Work Opportunity Tax Credit Extended through 2019

The WOTC allows employers who hire members of certain targeted groups to receive a tax credit equal to a percentage of wages during the first year of employment of up to $6,000 per employee ($3,000 for qualified summer youth employees).

  • If the individual works at least 120 hours, the employer may claim a tax credit equal to 25% of the individual's first year wages, up to the maximum tax credit.
  • If the individual works at least 400 hours, the employer may claim a tax credit equal to 40% of the individual's first year wages, up to the maximum tax credit. 

Where the employee is a long-term family assistance (LTFA) recipient, the employer may claim a credit for second-year wages, equal to 50% of qualified wages for that year.  For LFTA recipients, the WOTC limitation is $10,000 per employee.

The WOTC applies for the hiring of qualifying veterans, with the maximum limitation generally at $6,000.  However, the credit limitation can be as high as $12,000, $14,000, or $24,000, depending on factors such as whether the veteran has a service-connected disability, the period of his or her unemployment before being hired, and when that period of unemployment occurred relative to the WOTC-eligible hiring date.

The WOTC had expired at the end of 2014.  The new law retroactively extends the WOTC for 2015 so that it applies to eligible veterans and individuals from target groups who begin work for the employer on or before December 31, 2019.

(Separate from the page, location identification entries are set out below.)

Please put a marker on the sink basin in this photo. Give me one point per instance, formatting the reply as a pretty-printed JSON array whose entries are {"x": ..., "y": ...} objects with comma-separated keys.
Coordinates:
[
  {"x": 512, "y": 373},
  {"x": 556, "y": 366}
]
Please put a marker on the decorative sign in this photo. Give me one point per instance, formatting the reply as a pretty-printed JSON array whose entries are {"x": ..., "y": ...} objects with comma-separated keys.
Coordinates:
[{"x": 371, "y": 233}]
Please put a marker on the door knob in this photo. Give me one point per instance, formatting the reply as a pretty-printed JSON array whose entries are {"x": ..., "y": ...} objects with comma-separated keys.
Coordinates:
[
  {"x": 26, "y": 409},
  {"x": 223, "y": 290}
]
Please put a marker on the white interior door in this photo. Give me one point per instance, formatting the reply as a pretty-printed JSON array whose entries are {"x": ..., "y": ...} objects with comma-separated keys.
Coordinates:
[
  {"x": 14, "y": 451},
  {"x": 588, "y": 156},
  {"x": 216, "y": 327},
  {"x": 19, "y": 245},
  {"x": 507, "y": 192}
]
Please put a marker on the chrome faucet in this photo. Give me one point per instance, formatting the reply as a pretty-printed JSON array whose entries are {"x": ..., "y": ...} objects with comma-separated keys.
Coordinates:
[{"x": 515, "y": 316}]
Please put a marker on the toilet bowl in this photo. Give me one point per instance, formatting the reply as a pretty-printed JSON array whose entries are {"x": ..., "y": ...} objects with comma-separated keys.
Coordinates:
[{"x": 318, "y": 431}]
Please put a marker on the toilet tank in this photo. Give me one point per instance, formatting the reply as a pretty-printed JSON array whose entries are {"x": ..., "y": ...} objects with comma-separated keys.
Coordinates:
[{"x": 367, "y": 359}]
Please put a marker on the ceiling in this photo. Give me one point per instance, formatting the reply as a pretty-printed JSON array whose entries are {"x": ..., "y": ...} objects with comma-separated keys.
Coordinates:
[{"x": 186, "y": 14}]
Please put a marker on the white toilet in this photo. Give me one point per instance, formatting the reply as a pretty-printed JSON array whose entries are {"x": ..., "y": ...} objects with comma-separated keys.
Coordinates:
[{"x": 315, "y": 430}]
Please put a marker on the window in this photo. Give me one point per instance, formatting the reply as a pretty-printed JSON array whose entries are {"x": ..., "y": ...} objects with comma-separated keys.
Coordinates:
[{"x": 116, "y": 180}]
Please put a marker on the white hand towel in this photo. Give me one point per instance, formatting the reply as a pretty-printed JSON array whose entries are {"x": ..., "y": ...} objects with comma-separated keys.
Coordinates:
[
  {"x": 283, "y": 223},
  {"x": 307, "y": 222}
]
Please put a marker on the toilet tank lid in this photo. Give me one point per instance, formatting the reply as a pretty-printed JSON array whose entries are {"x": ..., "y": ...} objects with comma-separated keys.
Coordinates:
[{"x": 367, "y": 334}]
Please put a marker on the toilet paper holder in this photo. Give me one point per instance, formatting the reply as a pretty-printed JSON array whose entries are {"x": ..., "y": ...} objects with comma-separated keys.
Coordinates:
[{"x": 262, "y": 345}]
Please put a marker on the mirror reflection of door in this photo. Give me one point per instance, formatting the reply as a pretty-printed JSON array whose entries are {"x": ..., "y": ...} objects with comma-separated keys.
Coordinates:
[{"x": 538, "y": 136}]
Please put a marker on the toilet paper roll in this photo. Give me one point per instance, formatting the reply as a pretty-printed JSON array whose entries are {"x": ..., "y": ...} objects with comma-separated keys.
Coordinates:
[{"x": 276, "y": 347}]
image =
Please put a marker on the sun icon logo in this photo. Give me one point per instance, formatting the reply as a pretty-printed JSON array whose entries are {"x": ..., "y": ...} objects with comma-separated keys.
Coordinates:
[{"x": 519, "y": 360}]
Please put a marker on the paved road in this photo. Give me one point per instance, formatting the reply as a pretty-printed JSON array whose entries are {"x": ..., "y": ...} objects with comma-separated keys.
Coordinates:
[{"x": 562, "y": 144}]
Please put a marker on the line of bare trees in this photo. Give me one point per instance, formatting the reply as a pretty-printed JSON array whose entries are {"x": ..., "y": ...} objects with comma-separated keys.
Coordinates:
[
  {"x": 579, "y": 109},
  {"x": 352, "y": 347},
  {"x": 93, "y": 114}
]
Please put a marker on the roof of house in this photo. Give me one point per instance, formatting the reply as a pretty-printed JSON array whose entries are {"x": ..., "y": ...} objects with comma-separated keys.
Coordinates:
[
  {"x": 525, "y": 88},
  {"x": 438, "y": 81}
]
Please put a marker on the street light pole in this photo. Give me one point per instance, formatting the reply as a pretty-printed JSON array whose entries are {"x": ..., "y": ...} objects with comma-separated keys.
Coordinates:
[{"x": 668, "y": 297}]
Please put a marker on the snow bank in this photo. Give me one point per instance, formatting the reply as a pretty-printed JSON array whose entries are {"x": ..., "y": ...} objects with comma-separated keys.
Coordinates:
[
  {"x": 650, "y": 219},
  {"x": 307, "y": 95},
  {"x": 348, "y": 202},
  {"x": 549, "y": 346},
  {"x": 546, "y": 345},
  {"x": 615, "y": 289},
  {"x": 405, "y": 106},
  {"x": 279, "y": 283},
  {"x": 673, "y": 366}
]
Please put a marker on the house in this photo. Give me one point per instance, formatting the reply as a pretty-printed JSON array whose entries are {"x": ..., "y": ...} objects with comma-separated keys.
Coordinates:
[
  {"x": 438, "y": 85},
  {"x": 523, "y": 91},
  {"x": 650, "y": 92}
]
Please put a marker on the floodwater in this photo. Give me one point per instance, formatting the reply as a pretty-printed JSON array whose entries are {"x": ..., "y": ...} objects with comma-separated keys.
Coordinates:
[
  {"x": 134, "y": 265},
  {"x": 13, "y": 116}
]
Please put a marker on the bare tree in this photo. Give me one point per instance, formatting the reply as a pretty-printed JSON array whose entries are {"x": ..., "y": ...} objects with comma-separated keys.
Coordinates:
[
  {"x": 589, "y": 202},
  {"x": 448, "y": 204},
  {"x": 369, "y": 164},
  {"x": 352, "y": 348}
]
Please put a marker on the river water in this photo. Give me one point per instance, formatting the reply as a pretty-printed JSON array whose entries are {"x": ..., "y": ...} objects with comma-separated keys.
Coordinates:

The new law also adds a new targeted group for WOTC eligibility beginning in 2016: qualified long-term unemployed individuals, defined as those who have had a period of unemployment which is greater than or equal to 27 consecutive weeks, and at some point during the period received unemployment compensation under state or federal law.  The credit for such long-term unemployed individuals is 40% of the first $6,000 of wages. 

New Markets Tax Credit Extended Through 2019

The NMTC was enacted in 2000 as Code Section 45D with the goal to incentivize investment in low-income and impoverished communities in the United States.  Low-income communities are defined as:

  • The poverty rate for such census tract is at least 20%
  • The Median Family Income (MFI) of such census tract does not exceed 80% of:
    • The statewide MFI, if the tract is not located within a metropolitan area, or
    • The greater of statewide MFI or the metropolitan area MFI, if the tract is located within a metropolitan area

The NMTC allows a credit for making qualified equity investments (QEI) in community development entities (CDE), which invest in these low-income communities.  The credit is:

  • Five percent for the year in which the QEI is invested in the CDE and for the first two anniversary dates after the purchase (for a total credit of 15%), plus
  • Six percent on each anniversary date thereafter for the following four years (for a total of 24%)

The credit totals to equal 39% of the qualifying investment and is claimed over seven years.  Qualifying investments include any capital or equity investment in, or loan to, any qualified active low-income community business.

The NMTC had expired for tax years beginning in 2015.  The new law retroactively extends the NMTC for 2015 through 2019.  The extension reinstates the $3.5 million cap on qualifying equity investments and allows investments made in excess of the cap to be carried forward to be claimed as NMTC in tax years through 2024.